Ron May Talks Nano
Ron May is a local legend around Chicago. He haunts all the Windy City tech conferences, dragging behind him shopping bags full of literature that he collects at booths and recording the talks that he finds interesting. Every week, he sends out an e-mailed May report, which you can also find online. He has plenty of readers, and he adds a lot of their comments and insights to his product (I like this idea; free content. Send all your valuable contributions to steven.alan.edwards@gmail.com. I promise full attribution). Ron started out covering mainly the IT industry--hardware, software and financial dealings--but he has been lately branching out to other areas, including nanotech.
From his latest report:
“There are big changes taking place in nanotech over the last eighteen months. Rather than the manipulation of nano particles, things are now moving toward industrial and bulk production. The key word is carbon nanotubes. Remember that term. It may supplant the general term "nanotech" over the next few years. It could be the replacement for silicon based electronics…”
Well, I wouldn’t go that far. Nanotech is hardly a one-trick pony. But nanotubes do have a lot of potential. He goes on:
”Nanotubes could completely replace silicon-based electronics such as chips. They can extend Moore's Law by three to four orders of magnitude. We can foreseeably put a thousand to ten thousand times the density of transistors on the same space. We have started to reach the end of Moore's Law in silicon technology. Another area for nanotubes is space research, alternative energy sources, helmets, glass for cars, visors, all sorts of things.”
Ah, the bright shining enthusiasm of the newly converted. He continues:
”Room temperature superconductivity is another possibility. There is an enormous potential to replace copper wires. If 25% of the copper wires in the US are replaced with carbon nanotubes, assuming the technology can be perfected, it would eliminate the need for imported oil, since we suffer staggering losses in the transmission of electricity. I would like to see that study --- so far, I have just heard about it.”

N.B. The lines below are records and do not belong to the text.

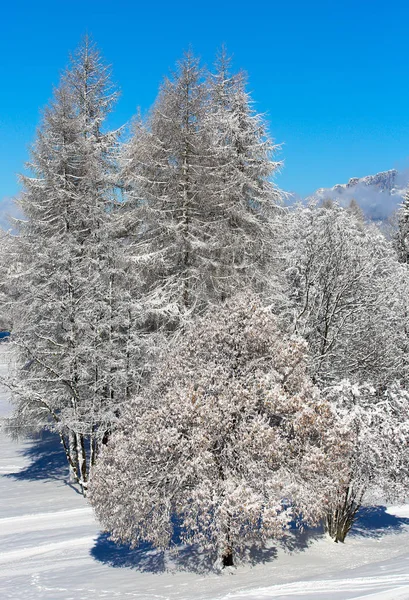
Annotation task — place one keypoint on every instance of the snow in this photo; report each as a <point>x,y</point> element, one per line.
<point>51,548</point>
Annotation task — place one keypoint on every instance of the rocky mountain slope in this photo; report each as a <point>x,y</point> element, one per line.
<point>378,195</point>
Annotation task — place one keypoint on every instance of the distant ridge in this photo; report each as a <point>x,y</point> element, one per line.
<point>378,195</point>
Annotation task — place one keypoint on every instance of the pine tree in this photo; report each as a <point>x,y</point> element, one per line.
<point>70,319</point>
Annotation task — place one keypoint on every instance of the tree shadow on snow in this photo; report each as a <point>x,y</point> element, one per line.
<point>47,460</point>
<point>374,521</point>
<point>146,558</point>
<point>371,521</point>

Before he died, Richard Smalley, the Nobel prize-winning discoverer of fullerenes, was a big supporter of the idea of carbon nanotube-based transmission lines. I’m not sure that nanotubes are really superconductors, but truly they are superb conductors, at least an order of magnitude better than copper, which dissipates a lot of current into heat. Obviously, there is not enough manufacturing capacity for carbon nanotubes right now and the expense is too high to make a much of a dent in the need for imported oil right now, but it is a goal devoutly to be wished (wouldn’t you really love to tell the sheiks where to put their black, scummy stuff?). And the possibility is real; carbon nanotubes are made entirely of carbon, which is one of the most abundant elements on this planet. If we can get the cost down far enough (and it is falling rapidly), nanotube transmission lines are within the realm of possibility.
And the fact that Ron May is now talking about nanotechnology is a good sign. The message is being amplified.